Influence of target deformation and deuteron breakup in ( d , p ) transfer reactions

Abstract

Background: The effect of core excitations in transfer reactions of the form A ( d , p ) B has been reexamined by some recent works by using the Faddeev–Alt–Grassberger–Sandhas reaction formalism. The effect was found to affect significantly the calculated cross sections and to depend strongly and nonlinearly on the incident deuteron energy.

Purpose: Our goal is to investigate these effects within a coupled-channel formulation of the scattering problem which, in addition to being computationally less demanding than the Faddeev counterpart, may help shed some light onto the physical interpretation of the cited effects.

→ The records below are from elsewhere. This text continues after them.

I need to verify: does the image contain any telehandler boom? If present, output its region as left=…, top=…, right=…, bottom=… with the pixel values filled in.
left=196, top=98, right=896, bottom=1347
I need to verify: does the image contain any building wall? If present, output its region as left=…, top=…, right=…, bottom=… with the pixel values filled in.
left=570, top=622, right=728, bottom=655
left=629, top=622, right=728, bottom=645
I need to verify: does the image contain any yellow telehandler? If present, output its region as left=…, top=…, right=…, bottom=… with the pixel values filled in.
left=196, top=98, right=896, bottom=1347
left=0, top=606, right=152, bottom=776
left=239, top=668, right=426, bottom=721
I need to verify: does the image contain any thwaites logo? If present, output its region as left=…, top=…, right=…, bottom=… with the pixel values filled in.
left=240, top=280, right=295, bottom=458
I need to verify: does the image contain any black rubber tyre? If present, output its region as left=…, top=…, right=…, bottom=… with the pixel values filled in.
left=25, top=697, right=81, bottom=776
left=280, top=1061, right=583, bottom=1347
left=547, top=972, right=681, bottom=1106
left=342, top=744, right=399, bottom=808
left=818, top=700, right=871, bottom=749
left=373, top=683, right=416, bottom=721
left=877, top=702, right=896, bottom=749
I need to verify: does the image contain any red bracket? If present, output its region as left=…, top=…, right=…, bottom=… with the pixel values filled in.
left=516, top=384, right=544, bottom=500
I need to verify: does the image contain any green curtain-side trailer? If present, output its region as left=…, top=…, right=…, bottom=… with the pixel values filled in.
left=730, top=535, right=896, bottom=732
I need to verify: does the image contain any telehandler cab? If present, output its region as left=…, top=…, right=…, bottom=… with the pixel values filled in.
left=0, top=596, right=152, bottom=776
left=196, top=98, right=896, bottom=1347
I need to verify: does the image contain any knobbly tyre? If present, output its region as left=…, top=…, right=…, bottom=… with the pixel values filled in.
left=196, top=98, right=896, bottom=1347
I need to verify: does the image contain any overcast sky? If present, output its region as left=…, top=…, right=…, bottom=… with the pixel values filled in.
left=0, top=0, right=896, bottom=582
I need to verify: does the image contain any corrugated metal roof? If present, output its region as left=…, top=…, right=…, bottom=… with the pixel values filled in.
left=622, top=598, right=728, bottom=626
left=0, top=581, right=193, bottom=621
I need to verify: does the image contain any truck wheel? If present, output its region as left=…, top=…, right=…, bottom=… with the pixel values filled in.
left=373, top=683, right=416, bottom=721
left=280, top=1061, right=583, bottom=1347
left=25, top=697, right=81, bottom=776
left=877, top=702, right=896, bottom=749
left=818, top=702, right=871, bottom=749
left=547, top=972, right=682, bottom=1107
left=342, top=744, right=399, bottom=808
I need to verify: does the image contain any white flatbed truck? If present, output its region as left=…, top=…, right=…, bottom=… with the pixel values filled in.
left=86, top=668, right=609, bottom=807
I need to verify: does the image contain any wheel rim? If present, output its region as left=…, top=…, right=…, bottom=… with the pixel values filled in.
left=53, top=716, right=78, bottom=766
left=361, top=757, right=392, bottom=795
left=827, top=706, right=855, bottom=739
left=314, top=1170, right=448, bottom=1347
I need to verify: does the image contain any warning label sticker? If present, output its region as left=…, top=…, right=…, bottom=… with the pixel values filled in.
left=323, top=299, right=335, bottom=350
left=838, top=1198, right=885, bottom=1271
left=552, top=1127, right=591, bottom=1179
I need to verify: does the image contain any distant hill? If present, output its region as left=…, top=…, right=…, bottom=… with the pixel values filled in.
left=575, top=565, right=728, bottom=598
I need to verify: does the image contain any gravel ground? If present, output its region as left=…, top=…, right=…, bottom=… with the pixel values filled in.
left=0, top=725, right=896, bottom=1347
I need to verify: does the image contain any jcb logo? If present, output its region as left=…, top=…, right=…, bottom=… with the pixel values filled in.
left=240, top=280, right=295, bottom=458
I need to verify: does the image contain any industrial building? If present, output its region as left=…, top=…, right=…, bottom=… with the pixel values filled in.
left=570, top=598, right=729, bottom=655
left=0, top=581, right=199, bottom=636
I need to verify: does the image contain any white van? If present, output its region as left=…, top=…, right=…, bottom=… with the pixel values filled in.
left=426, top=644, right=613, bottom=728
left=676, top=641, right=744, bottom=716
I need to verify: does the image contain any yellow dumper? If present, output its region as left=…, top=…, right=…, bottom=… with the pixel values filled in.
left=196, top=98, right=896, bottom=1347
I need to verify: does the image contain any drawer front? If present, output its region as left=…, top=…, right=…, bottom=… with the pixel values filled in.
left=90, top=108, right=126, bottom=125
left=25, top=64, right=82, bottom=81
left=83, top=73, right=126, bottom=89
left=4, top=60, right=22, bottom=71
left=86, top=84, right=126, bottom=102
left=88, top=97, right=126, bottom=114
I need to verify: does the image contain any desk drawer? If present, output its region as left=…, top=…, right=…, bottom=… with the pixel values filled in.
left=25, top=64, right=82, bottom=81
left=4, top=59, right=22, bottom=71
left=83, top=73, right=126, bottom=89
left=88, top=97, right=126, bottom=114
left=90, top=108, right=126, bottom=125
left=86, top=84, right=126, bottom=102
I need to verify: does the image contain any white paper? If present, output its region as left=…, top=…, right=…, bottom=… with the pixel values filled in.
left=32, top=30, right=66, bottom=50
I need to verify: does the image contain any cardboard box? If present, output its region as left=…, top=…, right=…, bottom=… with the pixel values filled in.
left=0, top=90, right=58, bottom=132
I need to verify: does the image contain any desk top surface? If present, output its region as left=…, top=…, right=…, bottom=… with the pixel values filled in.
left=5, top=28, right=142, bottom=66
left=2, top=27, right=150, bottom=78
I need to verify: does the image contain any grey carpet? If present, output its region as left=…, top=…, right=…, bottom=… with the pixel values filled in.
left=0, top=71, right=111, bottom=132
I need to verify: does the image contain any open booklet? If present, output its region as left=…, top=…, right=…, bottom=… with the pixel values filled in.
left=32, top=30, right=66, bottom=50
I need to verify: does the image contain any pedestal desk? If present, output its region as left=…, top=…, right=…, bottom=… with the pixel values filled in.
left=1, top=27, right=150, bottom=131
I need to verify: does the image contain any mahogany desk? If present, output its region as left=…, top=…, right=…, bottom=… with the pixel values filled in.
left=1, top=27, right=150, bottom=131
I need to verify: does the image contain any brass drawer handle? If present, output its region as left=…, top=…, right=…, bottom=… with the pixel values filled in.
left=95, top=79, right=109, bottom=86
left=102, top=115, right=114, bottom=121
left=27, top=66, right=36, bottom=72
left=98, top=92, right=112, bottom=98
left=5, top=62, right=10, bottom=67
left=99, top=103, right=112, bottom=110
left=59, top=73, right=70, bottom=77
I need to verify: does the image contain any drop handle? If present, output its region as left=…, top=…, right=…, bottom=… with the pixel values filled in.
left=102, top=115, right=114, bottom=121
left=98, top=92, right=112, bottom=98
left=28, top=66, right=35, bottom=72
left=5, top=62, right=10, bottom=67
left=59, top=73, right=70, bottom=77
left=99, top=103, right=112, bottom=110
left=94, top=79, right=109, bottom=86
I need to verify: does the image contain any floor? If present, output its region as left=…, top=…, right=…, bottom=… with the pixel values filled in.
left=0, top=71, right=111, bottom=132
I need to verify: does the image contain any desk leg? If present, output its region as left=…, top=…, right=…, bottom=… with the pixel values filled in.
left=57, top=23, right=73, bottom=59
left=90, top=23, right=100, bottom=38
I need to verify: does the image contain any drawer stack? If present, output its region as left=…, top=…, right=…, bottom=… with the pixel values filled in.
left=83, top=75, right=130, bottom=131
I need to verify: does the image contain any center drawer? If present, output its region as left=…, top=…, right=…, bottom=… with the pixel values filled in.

Method: We use an extended version of the continuum-discretized coupled-channel (CDCC) method with explicit inclusion of target excitations within a coupled-channel Born approximation (CDCC-BA) formulation of the transfer transition amplitude. We compare the calculated transfer cross sections with those obtained with an analogous calculation omitting the effect of target excitation. We consider also an adiabatic coupled-channel (ACC) method. Our working example is the 10 Be ( d , p ) 11 Be reaction.

Results: We find that the two considered methods (CDCC-BA and ACC) reproduce fairly well the reported energy dependence of the core excitation effect. The main deviation from the pure three-body model calculation (i.e., omitting core excitations) is found to mostly originate from the destructive interference of the direct one-step transfer and the two-step transfer following target excitation.

Conclusions: The proposed method; namely, the combination of the CDCC method and the CCBA formalism, provides a useful and accurate tool to analyze transfer reactions including explicitly, when needed, the effect of target excitations and projectile breakup. The method could be useful for other transfer reactions induced by weakly bound projectiles, including halo nuclei.